公立中学の滑り止めだった私立中学で、「1冊の文庫本を3年間かけて読む」という異例の授業を行った教師がいた。
その教師の名前は橋本武。
橋本は「銀の匙」という文庫本を興味がある部分で横道にそれながら、主人公の少年時代を追体験していく授業を展開する。
駄菓子屋のシーンで実際に駄菓子を食べながら朗読、凧揚げのシーンで1から凧を作って揚げる。
生徒たちは体験を通じてスローペースで物語に没入し、楽しみながら学んでいく。
そんな異例の授業は、カリキュラムや効率重視の現在の国語教育へのアンチテーゼにも見えて非常に面白い。

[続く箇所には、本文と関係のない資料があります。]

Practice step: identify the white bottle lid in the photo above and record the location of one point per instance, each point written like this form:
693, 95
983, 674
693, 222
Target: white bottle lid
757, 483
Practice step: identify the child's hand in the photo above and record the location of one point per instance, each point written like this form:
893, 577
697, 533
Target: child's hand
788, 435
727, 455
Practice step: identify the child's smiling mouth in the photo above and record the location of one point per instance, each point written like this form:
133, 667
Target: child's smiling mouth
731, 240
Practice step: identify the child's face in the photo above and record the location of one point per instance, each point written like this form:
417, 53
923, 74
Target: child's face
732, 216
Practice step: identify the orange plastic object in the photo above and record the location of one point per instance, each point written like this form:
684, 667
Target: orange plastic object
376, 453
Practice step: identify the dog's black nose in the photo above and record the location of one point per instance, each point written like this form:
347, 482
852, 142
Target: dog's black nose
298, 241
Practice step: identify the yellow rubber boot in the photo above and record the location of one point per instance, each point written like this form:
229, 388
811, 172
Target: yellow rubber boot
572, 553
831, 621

教え子たちは皆、学ぶ力の背骨となっているのが橋本の授業だと語る。
様々な事象に興味を持つ。興味があることを徹底的に調べる。楽しみながら挑戦する。
中学時代を通して読み込んだ文庫本1冊が、大人になっても人生の素地になっている。
今の国語教育には類を見ないことで、非常に興味深い。
「すぐ役立つことはすぐ役立たなくなる」
文中の橋本のこの言葉が頭をよぎる。
今はまだ学歴、偏差値主義な世の中だが、今後は様々な事象に興味を持ち、どんどんチャレンジできる人間が価値を産む。
今こそ「横道にそれながら、ゆっくり学ぶ」教育が必要なのかもしれない。